Composite Aerogel with Hierarchical Hydrophilic Networks for Solar Evaporation and Salt-Resistant Brine Concentration

Solar-driven interfacial evaporation (SDIE) offers a sustainable route for treating high-salinity wastewater; however, reconciling ultra-high evaporation rates with long-term salt resistance remains a critical bottleneck. Herein, a structurally robust, sponge-templated composite aerogel (PCPG) is developed by confining a polyvinyl alcohol (PVA)-based semi-interpenetrating network (semi-IPN) within a polyurethane (PU) sponge skeleton.
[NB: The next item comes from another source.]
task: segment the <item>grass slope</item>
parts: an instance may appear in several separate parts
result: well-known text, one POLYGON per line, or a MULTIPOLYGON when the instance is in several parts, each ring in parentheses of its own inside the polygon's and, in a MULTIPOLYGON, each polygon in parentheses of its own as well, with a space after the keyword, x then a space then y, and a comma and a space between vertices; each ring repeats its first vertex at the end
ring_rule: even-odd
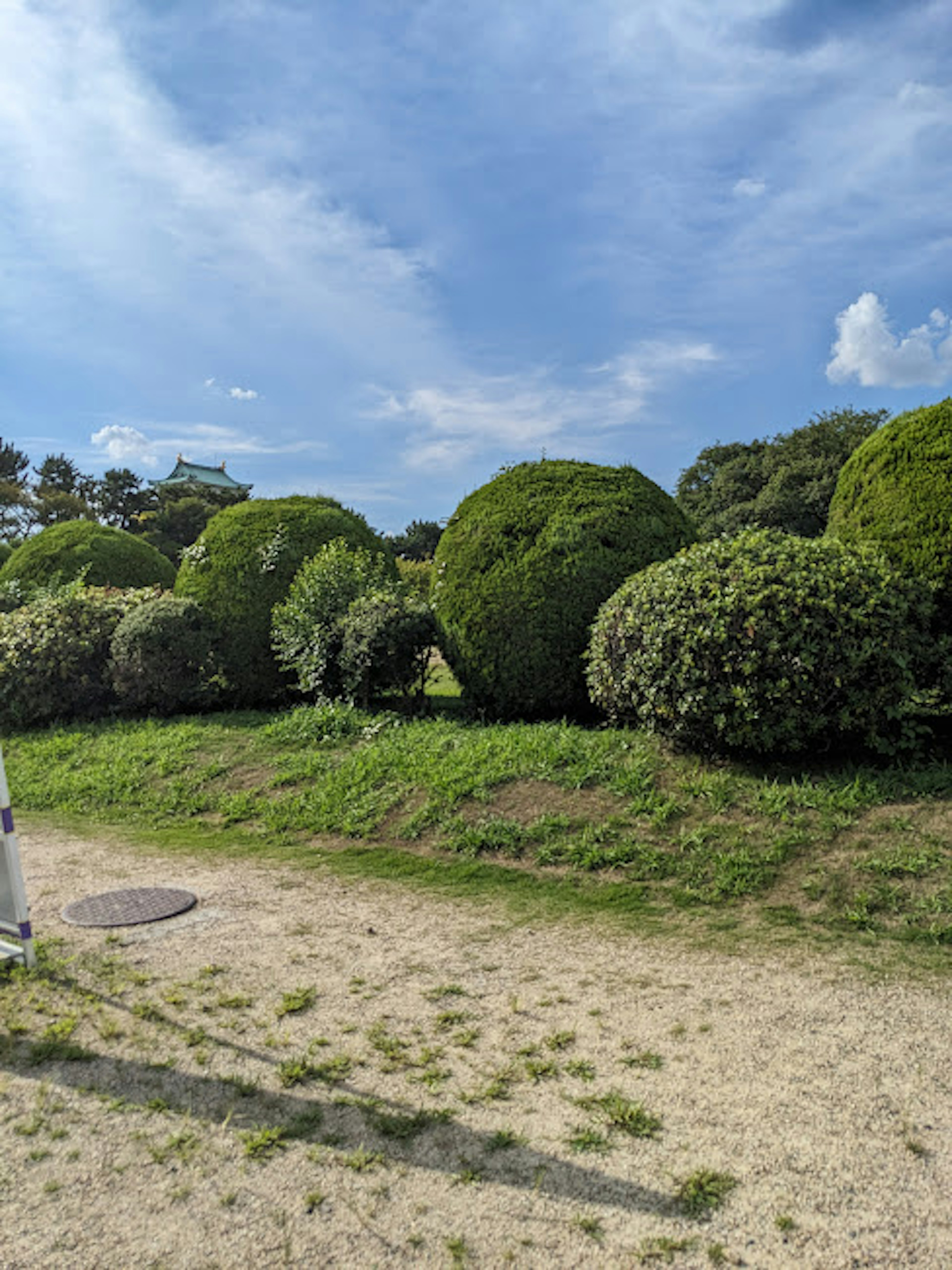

In this architecture, Carbon Black (CB) and PEDOT:PSS are synergistically integrated to ensure broadband solar absorption (>90%) and reinforce the gel matrix.  The abundant hydrophilic groups within the polymer chains regulate the water state, effectively reducing the evaporation enthalpy to 831.5 J g⁻¹. Crucially, the composite features a hierarchical porous structure: the gel's micropores facilitate rapid capillary water supply, while the sponge's macropores enable efficient back-diffusion of salt ions. Leveraging these synergistic effects, PCPG achieves an exceptional pure water evaporation rate of 6.13 kg m⁻² h⁻¹ with 123.08% efficiency under 1 sun irradiation. Remarkably, it sustains a stable rate of 5.21 kg m⁻² h⁻¹ in 20 wt% NaCl brine without salt accumulation.Validated by both experiments and numerical simulations, this work presents a scalable, salt-resistant solution for zero-liquid discharge (ZLD) desalination and industrial brine management.